The title of the film comes from a poem called The Shearer’s Wife’s Lament, referring to how little she sees her husband: “Friday night too tired,/Saturday night too drunk,/Sunday, too far away.” Ken Hannam had been working for British television for six years (making episodes of Z Cars and Dr Finlay’s Casebook, amongst others) when he was sent John Dingwall’s treatment, then called simply Shearers. Dingwall’s original treatment would have made a very long film: half of it dealt with the characters of the shearers, with a second half covering the 1956 shearers’ strike. Dingwall reduced his screenplay in length, with only a few scenes at the end touching on the strike. (A final caption tells us how the strike was resolved.) Hannam’s cut ran about half an hour longer than the final version, which was edited to its present running time by producer Gil Brealey, who removed at least one subplot. This version played at Cannes in the Director’s Fortnight and won the 1975 Australian Film Institute Award for Best Film.(beating Picnic at Hanging Rock amongst others). Hannam and Jack Thompson have spoken of how superior the longer version was. As Hannam’s cut has never been shown publicly, it’s impossible to tell if they are right or whether Brealey, less close to the material, was. The film certainly has an episodic, character-driven narrative, and there are definitely holes in the plot and characters whose time on screen seems to have been reduced. But where it does score is in its simple, solid depiction of men at work, rich in character detail and typically Australian salty humour. It’s the definitive picture of a small, macho world with that archetypal Australian theme, mateship, well to the fore. The only women are the local barmaid and the cocky’s (farm-owner) daughter. Jack Thompson played many leading roles in the Australian film revival of the 70s, and this is one of his key films. He even sings the song that plays over both credits sequences. Reg Lye (an Australian espatriate that Hannam brought with him from London) gives a moving performance as Old Garth, and the rest of the cast are perfectly chosen. Ken Shorter, who played the title character in Stone, turns up in a small but pivotal role. (Trivia time: the shearing scenes were filmed at a shed at Carriewerloo Station – unusual in having twenty stalls instead of the usual six to eight – which had previously featured in Fred Zinnemann's The Sundowners.)

Looking back, you’d have to put Hannam in the second rank of 70s Australian directors – no auteur, but certainly a very competent craftsman who had one classic in him.
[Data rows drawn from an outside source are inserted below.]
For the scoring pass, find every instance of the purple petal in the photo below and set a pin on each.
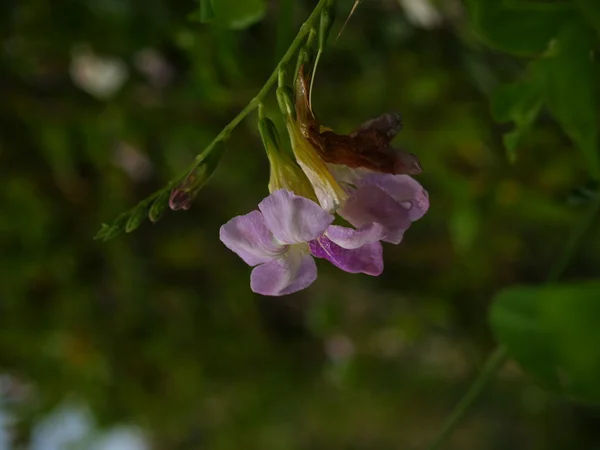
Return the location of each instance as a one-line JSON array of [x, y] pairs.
[[366, 259], [294, 219], [350, 238], [369, 204], [402, 188], [291, 273], [249, 237]]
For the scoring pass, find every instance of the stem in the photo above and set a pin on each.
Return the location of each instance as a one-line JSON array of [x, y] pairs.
[[497, 359], [292, 49]]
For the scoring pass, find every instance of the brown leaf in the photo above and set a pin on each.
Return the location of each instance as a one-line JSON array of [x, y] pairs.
[[367, 147]]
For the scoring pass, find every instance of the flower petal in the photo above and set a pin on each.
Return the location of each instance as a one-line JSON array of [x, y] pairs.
[[403, 189], [369, 204], [350, 238], [293, 272], [294, 219], [249, 237], [366, 259]]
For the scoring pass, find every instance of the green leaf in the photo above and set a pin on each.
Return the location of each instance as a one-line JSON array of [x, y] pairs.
[[570, 88], [464, 226], [207, 12], [103, 231], [136, 218], [116, 228], [159, 206], [236, 14], [591, 11], [519, 27], [553, 332], [519, 103]]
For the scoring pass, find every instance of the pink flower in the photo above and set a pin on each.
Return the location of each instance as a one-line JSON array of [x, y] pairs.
[[392, 201], [280, 239]]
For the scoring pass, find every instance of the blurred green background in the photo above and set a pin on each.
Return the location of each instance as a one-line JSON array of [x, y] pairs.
[[104, 101]]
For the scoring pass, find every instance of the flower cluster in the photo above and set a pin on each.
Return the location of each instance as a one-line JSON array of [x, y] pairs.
[[358, 177]]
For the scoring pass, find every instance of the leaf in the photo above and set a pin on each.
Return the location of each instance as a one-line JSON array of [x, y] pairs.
[[552, 332], [570, 88], [136, 218], [207, 13], [519, 103], [236, 14], [159, 206], [521, 27], [108, 232], [103, 231], [591, 11]]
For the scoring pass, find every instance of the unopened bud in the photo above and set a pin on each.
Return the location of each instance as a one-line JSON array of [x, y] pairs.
[[268, 133], [159, 207], [136, 218], [184, 194]]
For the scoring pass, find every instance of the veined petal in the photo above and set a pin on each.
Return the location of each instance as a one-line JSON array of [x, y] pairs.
[[328, 190], [295, 271], [250, 238], [294, 219], [402, 188], [366, 259], [369, 204], [350, 238]]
His other 70s films – Break of Day, the atmospheric thriller Summerfield and Dawn! a biopic of Olympic swimmer Dawn Fraser – are certainly of interest, but it’s Sunday Too Far Away on which his reputation will stand. His last cinema film was the 1984 version of the much-filmed novel Robbery Under Arms (co-directed with Donald Crombie, another craftsman with one classic, Caddie, in him), starring Sam Neill, and an expensive flop. Since then he’s worked in TV, including – full circle – some work for the BBC.
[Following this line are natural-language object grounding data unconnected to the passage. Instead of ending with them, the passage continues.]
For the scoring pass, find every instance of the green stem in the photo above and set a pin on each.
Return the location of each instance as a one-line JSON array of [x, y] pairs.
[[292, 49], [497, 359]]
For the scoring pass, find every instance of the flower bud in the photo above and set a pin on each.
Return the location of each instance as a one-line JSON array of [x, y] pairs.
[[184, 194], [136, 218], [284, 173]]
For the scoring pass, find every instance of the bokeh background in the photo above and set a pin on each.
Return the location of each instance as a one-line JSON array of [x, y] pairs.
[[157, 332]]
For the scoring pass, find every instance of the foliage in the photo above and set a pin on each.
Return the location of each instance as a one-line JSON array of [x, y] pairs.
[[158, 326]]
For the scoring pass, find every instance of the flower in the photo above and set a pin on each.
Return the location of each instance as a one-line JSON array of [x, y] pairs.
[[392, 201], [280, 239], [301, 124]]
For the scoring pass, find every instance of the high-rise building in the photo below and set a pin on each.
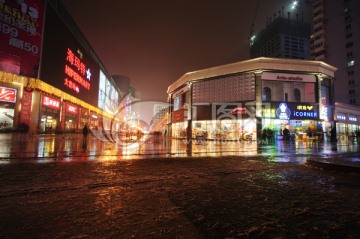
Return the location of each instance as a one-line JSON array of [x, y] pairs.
[[336, 40], [282, 38]]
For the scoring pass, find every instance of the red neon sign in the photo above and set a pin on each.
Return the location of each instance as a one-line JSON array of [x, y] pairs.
[[7, 94], [71, 109], [76, 73], [50, 102]]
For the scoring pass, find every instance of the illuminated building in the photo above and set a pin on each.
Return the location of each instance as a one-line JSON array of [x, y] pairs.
[[236, 100], [282, 38], [336, 41], [50, 77]]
Given the complex production history of Sunday Too Far Away, not to mention its classic status, you’d think that there would be material for a fine DVD package. But this budget release in Reel Corporation’s Classic Australian Cinema series is as bare-bones as they come. The DVD is full-screen. Watching the film, it would seem that it was shot open-matte and intended for a ratio of (I estimate) 1.75:1. I can’t help wondering what a 16:9 anamorphic transfer would do. Certainly a digital restoration would be nice: although the film is intact, there are quite a few scratches and dust spots, plus an occasional odd texturing of the image. The picture has a faded, yellowish look, though not having seen the film in the cinema, only on television, I can’t tell if that’s a characteristic of Geoff Burton’s photography or a problem with the DVD. I’m sure this film has looked better before and hopefully it will again.
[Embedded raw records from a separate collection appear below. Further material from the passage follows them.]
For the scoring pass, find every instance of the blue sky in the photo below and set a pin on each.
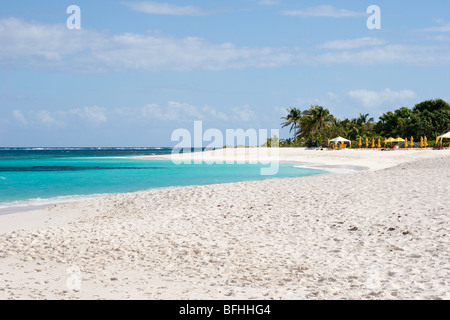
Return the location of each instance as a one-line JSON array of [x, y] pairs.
[[137, 70]]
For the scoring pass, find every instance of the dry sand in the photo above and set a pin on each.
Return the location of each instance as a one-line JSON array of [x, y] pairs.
[[378, 234]]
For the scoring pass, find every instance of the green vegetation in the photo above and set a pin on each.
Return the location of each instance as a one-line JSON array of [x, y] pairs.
[[315, 126]]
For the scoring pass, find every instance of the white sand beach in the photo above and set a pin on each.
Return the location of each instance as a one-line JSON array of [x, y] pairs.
[[379, 233]]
The sound is the original mono. There are problems with the mixing, especially in the shearing sequences, with sound effects tending to drown out dialogue. Because of this, and some strong Aussie accents, it’s regrettable that there are no subtitles. There are fourteen chapter stops, which is adequate for a film of this length. The running time includes over a minute of play-out music.

There is a trailer on this disc, but it’s not for Sunday Too Far Away. Instead it’s for Playing Beatie Bow, a 1985 time-travel fantasy directed by Donald Crombie. Presumably this is a forthcoming release in Reel’s Classic series, though it’s a very odd choice if it is.

Australian cinema has a rich heritage, which is only just beginning to emerge on DVD. Releases such as Roadshow’s fine edition of Newsfront show what can be done with the classics of the past. As for this edition of Sunday Too Far Away, all that can be said is that the film survives. Let’s hope that someone, not necessarily in Australia, gives the film the special edition it deserves.